В кабинете у Сироша сидела незнакомая молодая женщина.
– Это Регина Петровна, общественный защитник Алины Сухановой, – почтительно сказал Валерий Иванович. Хотя никакой он не Иванович, а Гургенович, это все знают. Ну да дело его, как себя называть, это никого не касается.
– Так она ж, Суханова, сроду нигде не работала, – заметила Жданкова. – Какой же это такой общественный коллектив выделил ей защитника?
А эта Регина Петровна улыбнулась ей омерзительно и говорит:
– Я представляю Всероссийский комитет защиты женщин, находящихся под следствием.
– Она не женщина, – отрезала Жданкова. – Она убийца.
– Это еще не доказано, – защитница собрала губы в точку, будто пытаясь погасить улыбку, но улыбка никак не хотела гаснуть. – А мы как раз и следим за тем, чтобы к нашим подзащитным не относились предвзято.
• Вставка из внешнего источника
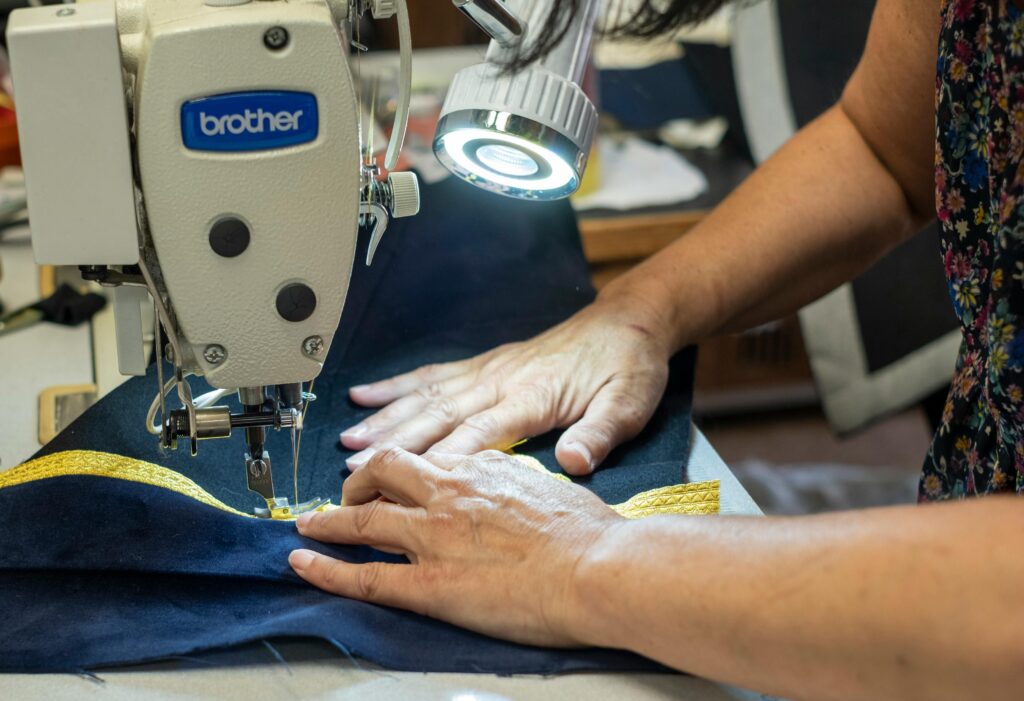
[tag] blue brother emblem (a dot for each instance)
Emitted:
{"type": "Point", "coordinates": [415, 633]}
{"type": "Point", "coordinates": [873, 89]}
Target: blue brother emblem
{"type": "Point", "coordinates": [249, 121]}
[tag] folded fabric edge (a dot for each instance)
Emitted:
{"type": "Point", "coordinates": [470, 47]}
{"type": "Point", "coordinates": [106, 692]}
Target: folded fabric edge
{"type": "Point", "coordinates": [693, 498]}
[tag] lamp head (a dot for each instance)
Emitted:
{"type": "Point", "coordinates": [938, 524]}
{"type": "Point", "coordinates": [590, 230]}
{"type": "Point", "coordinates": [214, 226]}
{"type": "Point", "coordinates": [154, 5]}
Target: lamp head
{"type": "Point", "coordinates": [525, 134]}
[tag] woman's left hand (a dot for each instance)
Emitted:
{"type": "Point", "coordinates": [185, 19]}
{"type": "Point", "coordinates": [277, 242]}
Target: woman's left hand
{"type": "Point", "coordinates": [494, 545]}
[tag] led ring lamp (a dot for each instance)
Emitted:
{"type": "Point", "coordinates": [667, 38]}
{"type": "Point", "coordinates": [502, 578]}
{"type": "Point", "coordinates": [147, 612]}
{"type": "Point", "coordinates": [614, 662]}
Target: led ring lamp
{"type": "Point", "coordinates": [525, 134]}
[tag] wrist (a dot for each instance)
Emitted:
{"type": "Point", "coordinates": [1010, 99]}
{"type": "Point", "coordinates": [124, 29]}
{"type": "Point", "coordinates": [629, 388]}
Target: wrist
{"type": "Point", "coordinates": [599, 588]}
{"type": "Point", "coordinates": [646, 303]}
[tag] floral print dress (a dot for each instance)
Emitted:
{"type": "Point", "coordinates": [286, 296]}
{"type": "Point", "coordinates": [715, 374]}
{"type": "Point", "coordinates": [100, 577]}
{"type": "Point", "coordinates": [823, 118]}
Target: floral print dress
{"type": "Point", "coordinates": [979, 173]}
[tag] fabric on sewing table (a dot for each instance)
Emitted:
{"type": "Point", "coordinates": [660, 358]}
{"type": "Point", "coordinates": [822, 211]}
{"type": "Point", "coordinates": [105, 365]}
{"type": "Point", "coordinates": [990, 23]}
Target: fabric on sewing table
{"type": "Point", "coordinates": [134, 572]}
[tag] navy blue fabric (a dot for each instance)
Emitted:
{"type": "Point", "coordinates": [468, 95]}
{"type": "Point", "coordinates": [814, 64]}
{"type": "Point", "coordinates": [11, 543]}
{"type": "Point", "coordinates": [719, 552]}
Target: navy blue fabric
{"type": "Point", "coordinates": [102, 571]}
{"type": "Point", "coordinates": [123, 576]}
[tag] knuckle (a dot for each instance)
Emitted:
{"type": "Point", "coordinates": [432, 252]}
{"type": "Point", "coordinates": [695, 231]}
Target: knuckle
{"type": "Point", "coordinates": [492, 456]}
{"type": "Point", "coordinates": [328, 574]}
{"type": "Point", "coordinates": [385, 458]}
{"type": "Point", "coordinates": [431, 370]}
{"type": "Point", "coordinates": [484, 423]}
{"type": "Point", "coordinates": [632, 413]}
{"type": "Point", "coordinates": [540, 394]}
{"type": "Point", "coordinates": [444, 409]}
{"type": "Point", "coordinates": [365, 517]}
{"type": "Point", "coordinates": [430, 392]}
{"type": "Point", "coordinates": [598, 432]}
{"type": "Point", "coordinates": [368, 580]}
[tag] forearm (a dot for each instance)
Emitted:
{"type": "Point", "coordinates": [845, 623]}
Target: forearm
{"type": "Point", "coordinates": [890, 604]}
{"type": "Point", "coordinates": [820, 211]}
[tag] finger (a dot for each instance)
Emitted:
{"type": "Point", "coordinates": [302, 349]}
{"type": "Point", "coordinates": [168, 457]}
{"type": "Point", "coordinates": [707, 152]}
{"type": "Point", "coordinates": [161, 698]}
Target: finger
{"type": "Point", "coordinates": [378, 523]}
{"type": "Point", "coordinates": [617, 412]}
{"type": "Point", "coordinates": [376, 581]}
{"type": "Point", "coordinates": [394, 474]}
{"type": "Point", "coordinates": [386, 391]}
{"type": "Point", "coordinates": [502, 426]}
{"type": "Point", "coordinates": [372, 429]}
{"type": "Point", "coordinates": [433, 423]}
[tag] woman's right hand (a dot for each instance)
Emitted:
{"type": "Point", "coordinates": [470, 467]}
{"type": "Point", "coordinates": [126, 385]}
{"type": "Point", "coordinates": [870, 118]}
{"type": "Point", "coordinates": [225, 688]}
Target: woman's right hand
{"type": "Point", "coordinates": [600, 374]}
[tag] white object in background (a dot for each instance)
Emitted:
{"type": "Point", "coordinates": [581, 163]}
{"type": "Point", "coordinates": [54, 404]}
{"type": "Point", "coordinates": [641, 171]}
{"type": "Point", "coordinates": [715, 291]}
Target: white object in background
{"type": "Point", "coordinates": [693, 133]}
{"type": "Point", "coordinates": [73, 126]}
{"type": "Point", "coordinates": [637, 174]}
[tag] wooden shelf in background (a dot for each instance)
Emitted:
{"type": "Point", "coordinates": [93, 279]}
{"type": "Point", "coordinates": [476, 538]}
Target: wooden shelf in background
{"type": "Point", "coordinates": [616, 239]}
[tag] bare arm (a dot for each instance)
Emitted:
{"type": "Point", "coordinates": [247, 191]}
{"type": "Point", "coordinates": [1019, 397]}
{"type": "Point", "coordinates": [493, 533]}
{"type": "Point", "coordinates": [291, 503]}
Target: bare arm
{"type": "Point", "coordinates": [909, 603]}
{"type": "Point", "coordinates": [902, 604]}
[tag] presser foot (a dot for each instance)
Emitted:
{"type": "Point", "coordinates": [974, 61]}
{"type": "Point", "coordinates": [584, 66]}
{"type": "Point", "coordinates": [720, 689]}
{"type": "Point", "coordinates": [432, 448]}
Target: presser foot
{"type": "Point", "coordinates": [279, 509]}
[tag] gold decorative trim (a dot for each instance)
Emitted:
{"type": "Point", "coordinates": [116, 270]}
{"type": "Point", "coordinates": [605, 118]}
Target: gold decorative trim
{"type": "Point", "coordinates": [695, 498]}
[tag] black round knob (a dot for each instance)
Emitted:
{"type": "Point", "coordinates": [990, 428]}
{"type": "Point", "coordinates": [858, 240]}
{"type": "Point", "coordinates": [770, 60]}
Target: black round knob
{"type": "Point", "coordinates": [296, 302]}
{"type": "Point", "coordinates": [229, 237]}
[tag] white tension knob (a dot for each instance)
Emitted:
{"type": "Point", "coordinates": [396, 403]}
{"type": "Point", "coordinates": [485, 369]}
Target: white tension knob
{"type": "Point", "coordinates": [404, 194]}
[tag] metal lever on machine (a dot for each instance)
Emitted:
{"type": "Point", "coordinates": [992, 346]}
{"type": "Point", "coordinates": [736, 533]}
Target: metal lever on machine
{"type": "Point", "coordinates": [494, 17]}
{"type": "Point", "coordinates": [382, 200]}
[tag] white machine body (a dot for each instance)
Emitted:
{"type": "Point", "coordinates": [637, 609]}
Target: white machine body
{"type": "Point", "coordinates": [248, 167]}
{"type": "Point", "coordinates": [299, 202]}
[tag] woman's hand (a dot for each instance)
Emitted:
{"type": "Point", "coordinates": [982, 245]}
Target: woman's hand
{"type": "Point", "coordinates": [601, 373]}
{"type": "Point", "coordinates": [494, 544]}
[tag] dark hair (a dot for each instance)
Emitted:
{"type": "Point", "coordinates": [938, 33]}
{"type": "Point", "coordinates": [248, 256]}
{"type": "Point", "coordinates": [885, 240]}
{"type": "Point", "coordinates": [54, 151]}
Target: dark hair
{"type": "Point", "coordinates": [643, 19]}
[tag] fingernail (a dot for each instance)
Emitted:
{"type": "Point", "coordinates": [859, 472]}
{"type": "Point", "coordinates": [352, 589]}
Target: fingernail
{"type": "Point", "coordinates": [359, 458]}
{"type": "Point", "coordinates": [354, 432]}
{"type": "Point", "coordinates": [583, 451]}
{"type": "Point", "coordinates": [300, 560]}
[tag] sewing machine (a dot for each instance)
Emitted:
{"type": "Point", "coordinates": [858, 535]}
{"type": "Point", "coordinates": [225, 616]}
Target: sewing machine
{"type": "Point", "coordinates": [208, 155]}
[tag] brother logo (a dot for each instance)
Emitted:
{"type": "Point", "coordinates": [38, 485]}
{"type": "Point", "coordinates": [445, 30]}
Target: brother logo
{"type": "Point", "coordinates": [252, 122]}
{"type": "Point", "coordinates": [249, 121]}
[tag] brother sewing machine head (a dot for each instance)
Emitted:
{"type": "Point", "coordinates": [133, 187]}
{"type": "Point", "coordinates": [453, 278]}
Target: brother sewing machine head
{"type": "Point", "coordinates": [207, 152]}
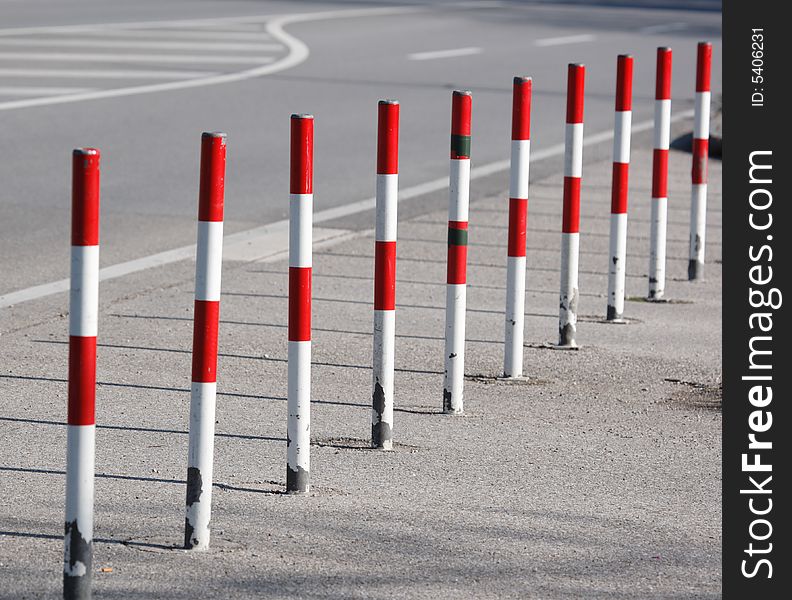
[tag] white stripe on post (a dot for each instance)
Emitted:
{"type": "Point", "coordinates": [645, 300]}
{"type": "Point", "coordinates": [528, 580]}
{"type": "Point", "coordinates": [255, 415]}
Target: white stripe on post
{"type": "Point", "coordinates": [203, 389]}
{"type": "Point", "coordinates": [456, 273]}
{"type": "Point", "coordinates": [518, 215]}
{"type": "Point", "coordinates": [81, 418]}
{"type": "Point", "coordinates": [385, 275]}
{"type": "Point", "coordinates": [619, 192]}
{"type": "Point", "coordinates": [298, 428]}
{"type": "Point", "coordinates": [698, 204]}
{"type": "Point", "coordinates": [662, 139]}
{"type": "Point", "coordinates": [570, 225]}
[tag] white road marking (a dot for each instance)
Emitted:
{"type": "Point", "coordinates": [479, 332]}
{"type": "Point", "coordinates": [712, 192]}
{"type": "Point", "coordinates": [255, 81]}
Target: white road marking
{"type": "Point", "coordinates": [119, 58]}
{"type": "Point", "coordinates": [104, 74]}
{"type": "Point", "coordinates": [444, 53]}
{"type": "Point", "coordinates": [250, 244]}
{"type": "Point", "coordinates": [297, 53]}
{"type": "Point", "coordinates": [567, 39]}
{"type": "Point", "coordinates": [82, 42]}
{"type": "Point", "coordinates": [16, 90]}
{"type": "Point", "coordinates": [663, 28]}
{"type": "Point", "coordinates": [174, 34]}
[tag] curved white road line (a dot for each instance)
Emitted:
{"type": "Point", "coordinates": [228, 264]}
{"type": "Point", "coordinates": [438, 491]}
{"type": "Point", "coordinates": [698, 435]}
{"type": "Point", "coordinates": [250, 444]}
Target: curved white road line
{"type": "Point", "coordinates": [298, 52]}
{"type": "Point", "coordinates": [271, 239]}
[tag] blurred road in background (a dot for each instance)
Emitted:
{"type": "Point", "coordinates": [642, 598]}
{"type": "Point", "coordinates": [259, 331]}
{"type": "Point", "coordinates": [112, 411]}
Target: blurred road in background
{"type": "Point", "coordinates": [142, 80]}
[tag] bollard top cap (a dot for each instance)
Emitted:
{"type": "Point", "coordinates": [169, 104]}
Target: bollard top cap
{"type": "Point", "coordinates": [85, 152]}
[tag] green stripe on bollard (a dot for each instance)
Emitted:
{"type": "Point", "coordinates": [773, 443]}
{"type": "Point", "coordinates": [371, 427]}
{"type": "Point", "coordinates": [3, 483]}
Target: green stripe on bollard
{"type": "Point", "coordinates": [457, 237]}
{"type": "Point", "coordinates": [460, 146]}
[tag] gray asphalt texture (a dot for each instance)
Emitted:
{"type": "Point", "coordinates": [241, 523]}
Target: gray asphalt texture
{"type": "Point", "coordinates": [596, 477]}
{"type": "Point", "coordinates": [150, 143]}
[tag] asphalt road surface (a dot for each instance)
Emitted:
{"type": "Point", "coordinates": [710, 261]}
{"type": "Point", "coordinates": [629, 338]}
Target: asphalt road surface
{"type": "Point", "coordinates": [142, 80]}
{"type": "Point", "coordinates": [609, 487]}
– Ты, Жданкова, не умничай. В Комитет поступила жалоба на пытки и издевательства над Сухановой, – Сирош многозначительно выкатил влажные глаза.
«От кого могла поступить такая жалоба? – в недоумении подумала Жданкова. – Ни от кого не могла! Официально ее никто не пропустит, а „дороги“[1] у Суши нет и быть не может!»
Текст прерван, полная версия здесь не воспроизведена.